All three of these corrigible AIs deal with much narrower preferences than "acquire flexible influence that I can use to get what I want". The narrow value learner post for example says:
Imitation learning, approval-direction, and narrow value learning are not intended to exceed the overseer's capabilities. These are three candidates for the distillation step in iterated distillation and amplification.
The AI we actually deploy, which I'm discussing in the OP, is produced by imitating (or learning the values of, or maximizing the approval of) an even smarter AI---whose valuations of resources reflect everything that unaligned AIs know about which resources will be helpful.
Corrigibility is about short-term preferences-on-reflection. I see how this is confusing. Note that the article doesn't make sense at all when interpreted in the other way.
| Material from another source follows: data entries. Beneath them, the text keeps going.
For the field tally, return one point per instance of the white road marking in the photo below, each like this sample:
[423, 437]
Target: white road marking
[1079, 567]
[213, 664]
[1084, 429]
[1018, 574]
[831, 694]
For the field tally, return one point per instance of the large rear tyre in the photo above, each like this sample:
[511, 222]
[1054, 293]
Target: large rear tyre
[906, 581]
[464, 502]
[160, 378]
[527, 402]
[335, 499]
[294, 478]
For example, the user can't even tell whether they are in control of the situation, so what does it mean to talk about their preference to be in control of the situation if these aren't supposed to be preferences-on-reflection? (Similarly for "preference to be well-informed" and so on.) The desiderata discussed in the original corrigibility post seem basically the same as the user not being able to tell what resources will help them achieve their long-term goals, but still wanting the AI to accumulate those resources.
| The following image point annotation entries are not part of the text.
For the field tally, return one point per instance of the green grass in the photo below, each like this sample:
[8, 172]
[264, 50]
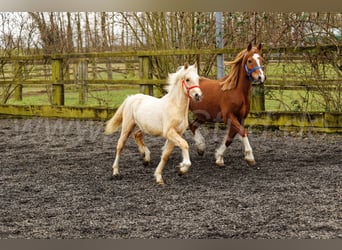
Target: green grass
[103, 97]
[275, 100]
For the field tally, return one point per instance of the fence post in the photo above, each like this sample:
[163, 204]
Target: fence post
[57, 78]
[258, 98]
[145, 73]
[18, 77]
[82, 81]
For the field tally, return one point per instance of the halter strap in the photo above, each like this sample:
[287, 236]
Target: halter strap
[188, 88]
[249, 72]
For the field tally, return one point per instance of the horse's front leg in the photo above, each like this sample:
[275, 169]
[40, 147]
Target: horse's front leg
[219, 154]
[184, 166]
[167, 149]
[197, 136]
[249, 157]
[143, 149]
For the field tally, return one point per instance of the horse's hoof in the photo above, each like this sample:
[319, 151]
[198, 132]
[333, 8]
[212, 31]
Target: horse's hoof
[200, 152]
[251, 162]
[220, 164]
[116, 177]
[160, 183]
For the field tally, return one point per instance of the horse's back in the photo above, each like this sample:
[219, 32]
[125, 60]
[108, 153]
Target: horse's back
[209, 108]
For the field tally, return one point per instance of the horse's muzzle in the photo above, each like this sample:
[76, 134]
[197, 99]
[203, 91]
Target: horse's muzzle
[260, 79]
[198, 97]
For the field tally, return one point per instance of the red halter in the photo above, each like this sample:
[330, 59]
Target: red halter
[188, 88]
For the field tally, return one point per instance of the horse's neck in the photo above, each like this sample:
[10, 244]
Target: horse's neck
[244, 85]
[176, 94]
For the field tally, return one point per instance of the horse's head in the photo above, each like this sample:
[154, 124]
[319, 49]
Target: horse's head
[190, 81]
[254, 64]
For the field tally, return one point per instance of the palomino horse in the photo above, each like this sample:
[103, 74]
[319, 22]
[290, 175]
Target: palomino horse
[166, 117]
[228, 100]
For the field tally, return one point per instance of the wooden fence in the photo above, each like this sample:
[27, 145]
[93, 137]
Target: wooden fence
[55, 66]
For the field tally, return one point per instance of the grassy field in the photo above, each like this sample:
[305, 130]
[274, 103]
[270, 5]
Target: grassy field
[275, 100]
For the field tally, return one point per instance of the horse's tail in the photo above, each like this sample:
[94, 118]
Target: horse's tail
[115, 122]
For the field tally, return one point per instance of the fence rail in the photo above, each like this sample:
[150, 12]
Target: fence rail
[59, 70]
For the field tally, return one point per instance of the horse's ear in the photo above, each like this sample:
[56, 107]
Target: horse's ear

I also think the act-based agents post is correct if "preferences" means preferences-on-reflection. It's just that the three approaches listed at the top are limited to the capabilities of the overseer. I think that distinguishing between preferences-as-elicited and preferences-on-reflection is the most important thing to disambiguate here. I usually use "preference" to mean preference-on-idealized-reflection (or whatever "actual preference" should mean, acknowledging that we don't have a real ground truth definition), which I think is the more typical usage. I'd be fine with suggestions for disambiguation.
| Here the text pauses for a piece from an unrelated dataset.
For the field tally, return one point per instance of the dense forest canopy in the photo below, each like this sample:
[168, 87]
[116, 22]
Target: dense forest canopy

If there's somewhere else I've equivocated in the way you suggest, then I'm happy to correct it. It seems like a thing I might have done in a way that introduces an error. I'd be surprised if it hides an important problem (I think the big problems in my proposal are lurking other places, not here), and I think in the corrigibility post I think that I have these concepts straight.
One thing you might have in mind is the following kind of comment:
If on average we are unhappy with the level of corrigibility of a benign act-based agent, then by construction it is mistaken about our short-term preferences.
That is, you might be concerned: "the user-on-reflection might be happy with the level of corrigibility, but the user themselves might be unhappy." I'm saying that you shouldn't expect this to happen, if the AI is well-calibrated and has enough of an understanding of humans to understand e.g. this discussion we are currently having---if it decides not to be corrigible, we should expect it to be right on average.
This seems too glib, if "long-term preferences" are in some sense the "right" preferences, e.g., if under reflective equilibrium we would wish that we currently put a lot more weight on long-term preferences. Even if we only give unaligned AIs a one-time advantage (which I'm not sure about LW), that could still cause us to lose much of the potential value of the universe.
To be clear, I am worried about people not understanding or caring about the long-term future, and AI giving them new opportunities to mess it up.
I'm particularly concerned about things like people giving their resources to some unaligned AI that seemed like a good idea at the time, rather than simply opting out of competition so that unaligned AIs might represent a larger share of future-influencers. This is another failure of strategy-stealing that probably belongs in the post---even if we understand alignment, there may be plenty of people not trying to solve alignment and instead doing something else, and the values generated by that "something else" will get a natural boost.